La menace militaire américaine contre l'Iran se précise. Selon le Wall Street Journal, le président Donald Trump envisage de lancer une première série de frappes ciblées contre des sites militaires et gouvernementaux iraniens pour contraindre Téhéran à accepter un accord sur le nucléaire. Si l'Iran refuse de cesser l'enrichissement d'uranium, l'offensive pourrait s'étendre à des opérations de grande envergure contre les installations stratégiques du régime. Selon CBS News, qui cite des sources au sein de la sécurité nationale américaine, l'armée serait en mesure d'agir dès la fin de la semaine — même si le calendrier pourrait être repoussé.
Le contexte diplomatique explique en partie cette escalade. Toujours selon le Wall Street Journal, l'Iran a rejeté une proposition américaine exigeant l'arrêt complet de ses activités nucléaires, ainsi que des restrictions sur son programme de missiles et ses ramifications régionales. Téhéran n'a proposé en retour que des concessions jugées insuffisantes par Washington. Les responsables américains estiment que l'impasse est désormais difficilement surmontable.

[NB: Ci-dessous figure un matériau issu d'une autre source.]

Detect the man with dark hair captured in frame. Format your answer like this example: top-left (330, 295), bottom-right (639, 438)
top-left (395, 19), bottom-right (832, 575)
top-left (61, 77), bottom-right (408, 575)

L'Iran, de son côté, ne cache pas ses intentions en cas d'attaque. Dans une lettre adressée au secrétaire général de l'ONU António Guterres, révélée par Reuters, Téhéran affirme ne pas rechercher l'escalade, mais avertit que toute cible militaire et stratégique serait alors considérée comme légitime. Un haut responsable des Gardiens de la révolution est allé plus loin, déclarant que son corps d'armée était « prêt à prendre le contrôle du détroit d'Ormuz ou à le fermer au plus vite » — une menace aux implications économiques mondiales considérables, alors qu'un exercice naval de grande envergure vient de s'achever dans la zone.
Londres freine, Israël se prépare
Sur le front diplomatique européen, le Times révèle que le Royaume-Uni a refusé aux États-Unis l'usage de la base de Diego Garcia, dans l'océan Indien, pour une éventuelle opération contre l'Iran — malgré les déclarations de Trump selon lesquelles Washington pourrait être amené à opérer depuis l'île pour protéger ses alliés.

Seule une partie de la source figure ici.